And another minimum wage issue which hasn't been put to bed yet.....

Wednesday March 6th, 2013


You may have noticed this week the Public Service Association has been complaining about the length of time it is taking the Ministry of Health to sort out disability support workers sleepover backpay.

In 2011 the Court of Appeal upheld earlier findings by the Employment Court in the long-running case of Food and Service Workers Union member and disability support worker Phillip Dickson, ruling support workers were working on sleepovers and should be paid at least the adult minimum wage for every hour of their shifts.

The Sleepover Wages (Settlement)Act was introduced in October 2011 to provide the mechanism for the settlement of claims related to the Dickson case.

The Government allocated $27.5 million for the back pay, but both the Service and Food Workers Union and the PSA have been critical of bureaucratic delays in payment.

This week PSA national secretary Richard Wagstaff said the Ministry of Health (MOH) had told providers if they started paying the full minimum wage to their workers before the final Order in Council sign off, the Ministry will not reimburse them for its share of the sleepover backpay.

SFWU national secretary John Ryall said his union had two providers in this group.

“ While it is not really an issue for our members whose settlement agreementa have been signed off, the MOH attitude is picky and miserable for the funding of the providers concerned.”

Let’s hope it can be sorted out soon. However, it won’t be the last we hear on the sleepover issue.

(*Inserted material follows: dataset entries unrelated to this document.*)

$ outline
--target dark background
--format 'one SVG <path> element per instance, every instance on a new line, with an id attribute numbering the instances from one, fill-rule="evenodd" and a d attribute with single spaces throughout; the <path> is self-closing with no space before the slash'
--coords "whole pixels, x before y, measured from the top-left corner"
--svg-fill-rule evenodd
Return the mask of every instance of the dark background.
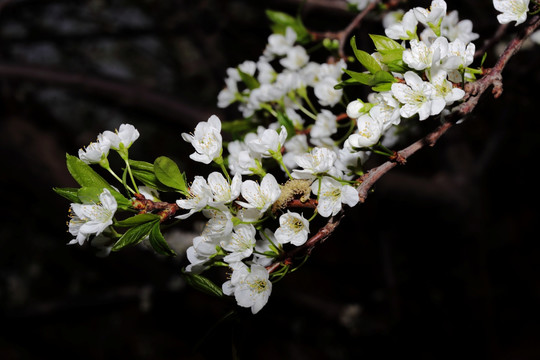
<path id="1" fill-rule="evenodd" d="M 447 3 L 481 39 L 497 29 L 491 1 Z M 1 359 L 540 358 L 538 45 L 511 60 L 501 98 L 387 174 L 256 316 L 218 323 L 231 304 L 189 288 L 181 255 L 66 246 L 69 204 L 52 191 L 75 186 L 65 153 L 127 122 L 133 158 L 204 171 L 181 133 L 238 116 L 216 106 L 226 68 L 260 55 L 265 9 L 297 5 L 0 1 Z M 318 31 L 353 16 L 338 0 L 303 14 Z M 369 32 L 380 25 L 355 34 Z"/>

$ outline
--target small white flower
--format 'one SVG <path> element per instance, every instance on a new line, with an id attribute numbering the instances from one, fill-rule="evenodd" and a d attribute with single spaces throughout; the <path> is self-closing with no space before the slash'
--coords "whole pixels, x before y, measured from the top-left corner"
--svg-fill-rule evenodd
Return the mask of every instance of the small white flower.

The question of minimum pay for sleepover time is expected to go before the Employment Court again this year, this time involving workers in school boarding houses.



The workers from Iona College (Hawkes Bay) and Woodford House (Havelock North), represented by the Service and Food Workers Union, will be relying on the principles established in the Phillip Dickson and Idea Services Ltd case.

The boarding schools' case is the first one in which applicants have sought to apply the principles of the Dickson case outside the residential disability sector.

In October, the parties successfully sought to have the matter removed from the Employment Relations Authority to the Employment Court for consideration.

The schools stated their main defence was workers were not conducting ''work'' as that word was used in the Minimum Wage Act.
The joint memorandum from the parties said the case was ''likely to have ramifications in other parts of the education sector and other `sleepover' situations outside of the residential disability sector''.

Mr Ryall said the number of workers affected in boarding schools was probably 50 to 60 nationally.

However, if back pay became involved, as it was in the Idea Services case, there could be hundreds of workers entitled to claim some part of that.